In 2015 kwam de Commissie met een eerste voorstel om de staatsgarantie op spaarcenten Europees te regelen. Wetende dat zulke abstracte esoterische concepten gebaat zijn bij een goed bekkende afkorting heeft ze het beestje EDIS genoemd, of languit European Deposit Insurance Scheme. EDIS zou de ontbrekende derde pijler onder de Europese Bankenunie moeten worden, naast een eengemaakt bankentoezicht en het eengemaakte afwikkelmechanisme waarmee falende banken zonder veel nevenschade failliet kunnen gaan. In toezicht is de Europese vuist het stevigst gebald. De afwikkeling van banken staat nog niet op punt, maar is aanzienlijk gevorderd.

Maar EDIS blijkt moeilijk van de grond te komen. Vooral Duitsland, geruggensteund door andere Noord-Europese lidstaten, ziet zo’n collectieve verzekering voor Europees spaargeld niet zitten. Het risico dat zo’n verzekeringsfonds moet uitrukken om spaarders van omvallende banken te redden is namelijk groter in Italië, Cyprus of Portugal, dan in Duitsland, Nederland of Oostenrijk.

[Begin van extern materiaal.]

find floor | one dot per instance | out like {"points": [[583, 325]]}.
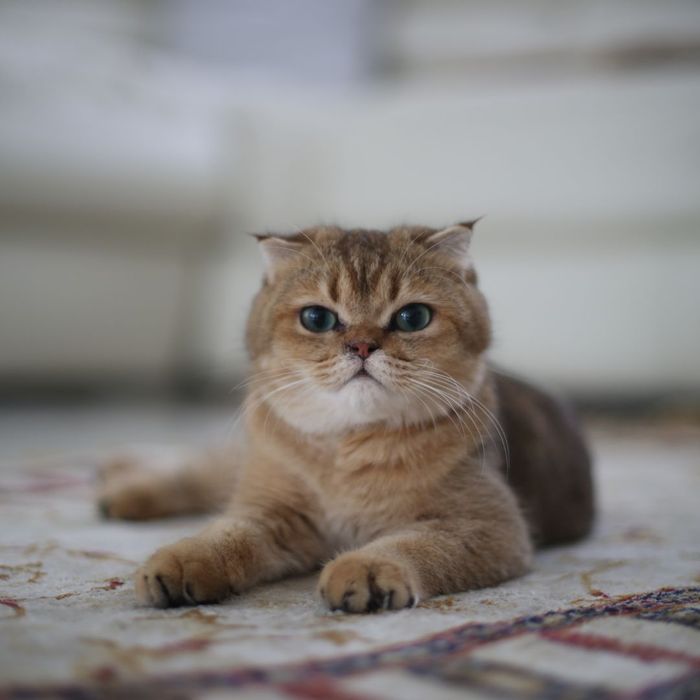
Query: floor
{"points": [[69, 621]]}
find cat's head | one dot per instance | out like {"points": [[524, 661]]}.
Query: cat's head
{"points": [[358, 327]]}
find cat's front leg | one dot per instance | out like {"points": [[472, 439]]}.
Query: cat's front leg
{"points": [[230, 556], [423, 560]]}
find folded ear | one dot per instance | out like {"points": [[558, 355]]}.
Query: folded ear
{"points": [[276, 251], [454, 241]]}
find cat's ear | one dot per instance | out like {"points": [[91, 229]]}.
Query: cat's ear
{"points": [[276, 251], [454, 241]]}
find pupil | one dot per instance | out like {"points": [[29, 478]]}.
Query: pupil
{"points": [[318, 319]]}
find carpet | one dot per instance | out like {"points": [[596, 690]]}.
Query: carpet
{"points": [[616, 616]]}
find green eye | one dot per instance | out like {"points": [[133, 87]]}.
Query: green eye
{"points": [[318, 319], [413, 317]]}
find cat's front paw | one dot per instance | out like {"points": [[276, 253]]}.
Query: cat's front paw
{"points": [[189, 572], [358, 583]]}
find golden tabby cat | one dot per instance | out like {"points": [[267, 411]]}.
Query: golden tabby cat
{"points": [[379, 443]]}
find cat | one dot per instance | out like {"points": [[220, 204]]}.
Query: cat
{"points": [[379, 443]]}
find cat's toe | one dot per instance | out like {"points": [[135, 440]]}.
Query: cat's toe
{"points": [[186, 573], [357, 584]]}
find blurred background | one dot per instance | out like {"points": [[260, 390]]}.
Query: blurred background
{"points": [[141, 141]]}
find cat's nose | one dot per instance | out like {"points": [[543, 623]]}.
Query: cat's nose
{"points": [[361, 348]]}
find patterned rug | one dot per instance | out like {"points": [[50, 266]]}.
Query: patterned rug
{"points": [[617, 616]]}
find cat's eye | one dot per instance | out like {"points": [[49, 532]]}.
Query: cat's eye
{"points": [[412, 317], [318, 319]]}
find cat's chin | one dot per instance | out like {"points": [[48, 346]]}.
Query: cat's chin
{"points": [[361, 401]]}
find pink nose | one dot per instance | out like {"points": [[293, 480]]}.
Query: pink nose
{"points": [[361, 348]]}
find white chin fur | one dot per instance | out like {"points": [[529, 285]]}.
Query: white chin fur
{"points": [[353, 402], [359, 402]]}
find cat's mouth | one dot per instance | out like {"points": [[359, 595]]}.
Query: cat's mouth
{"points": [[363, 375]]}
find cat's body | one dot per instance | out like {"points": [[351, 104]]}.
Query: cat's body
{"points": [[376, 433]]}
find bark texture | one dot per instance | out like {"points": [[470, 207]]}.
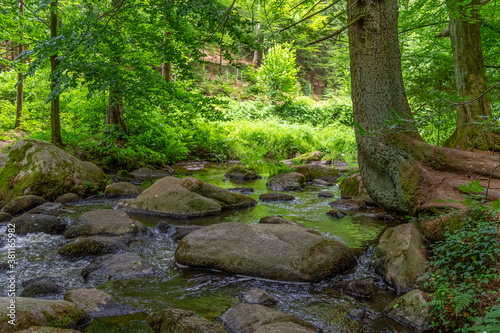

EDIS moet een overkoepelend herverzekeringsfonds worden waar alle erkende nationale depositogarantiestelsels aan deelnemen. Als de ene lidstaat zijn spaarders moet vergoeden voor een failliete bank, zou ze daarvoor uit het EDIS-fonds kunnen putten. Voor alle duidelijkheid, de Europese banken moeten met hun eigen centen dat herverzekeringsfonds vullen. De hooivorken kunnen dus in de schuur blijven. Het is evenwel niet de Commissies bedoeling in een klap al dat beschermingsgeld voor de Europese spaarder op tafel te leggen. Dat verzekeringsmechanisme zou in fases worden ingevoerd. Het doel is wel dat EDIS tegen 2024 alle Europese spaarders tot 100.000 euro dekt. In de Verenigde Staten dekt de Federal Deposit Insurance Corporation (FDIC) alle Amerikaanse spaarders tot meer dan 200.000 euro.

Sinds vorige week toont Duitsland dus iets meer genegenheid voor de EDIS-plannen, maar Scholz verbond er wel strenge voorwaarden aan waardoor banken hun kapitaalbuffers zouden moeten opkrikken en hun blootstelling aan Europees staatspapier indammen. Controversiële voorstellen waar elk van de aanwezige ministers van Financiën haar of zijn mening over had. De voorzitter van de Eurogroep Mario Centeno hoopt allicht dat de nieuwe Duitse opening schot brengt in wat de Commissie normaal gezien eind dit jaar had willen afronden.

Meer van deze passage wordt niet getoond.